A Câmara dos Deputados aprovou neste mês o Projeto de Lei Complementar (PLP) nº 72/2024, que classifica os repasses de recursos para despesas dos hospitais universitários federais em financiamento e investimento como ações e serviços de saúde pública. Na prática, esses recursos passaram a integrar o cálculo do gasto mínimo constitucional com saúde.
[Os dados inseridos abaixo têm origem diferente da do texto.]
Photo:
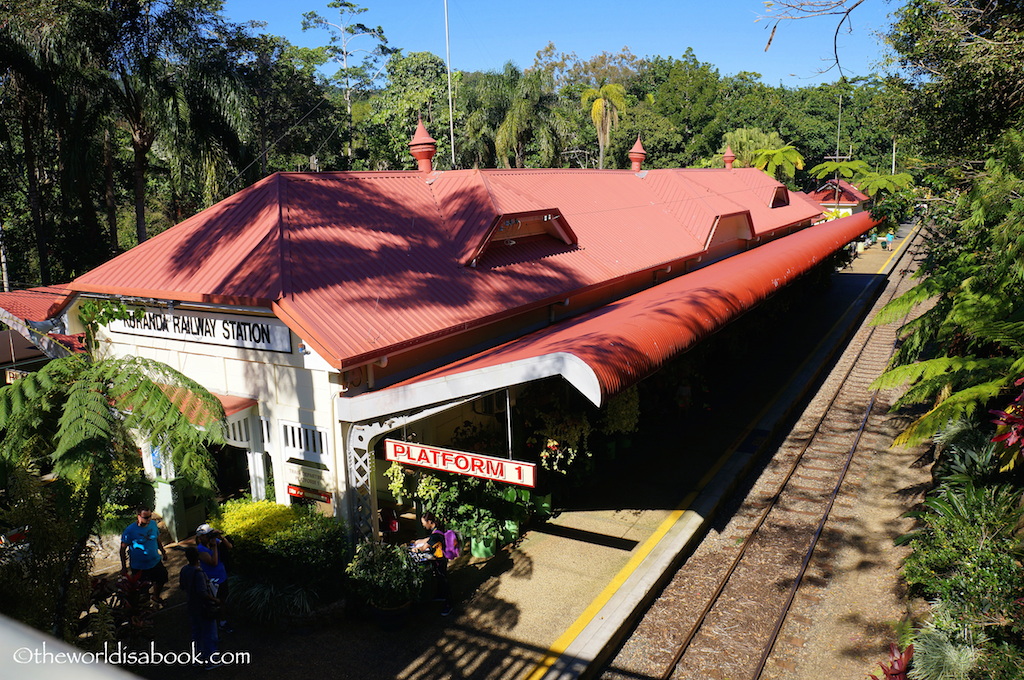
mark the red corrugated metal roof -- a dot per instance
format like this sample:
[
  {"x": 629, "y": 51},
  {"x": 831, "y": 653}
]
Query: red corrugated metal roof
[
  {"x": 625, "y": 341},
  {"x": 363, "y": 263}
]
Aprovada pelo Senado no início de julho, a matéria segue agora para sanção presidencial.
O texto determina que os recursos para custeio e investimento em hospitais universitários federais — inclusive os destinados por emendas parlamentares — poderão ser repassados por meio da descentralização dos créditos orçamentários do Fundo Nacional de Saúde (FNS) para as próprias instituições ou para o ente público responsável pela administração dos hospitais. desses hospitais, a Empresa Brasileira de Serviços Hospitalares (Ebserh), vinculada ao Ministério da Educação.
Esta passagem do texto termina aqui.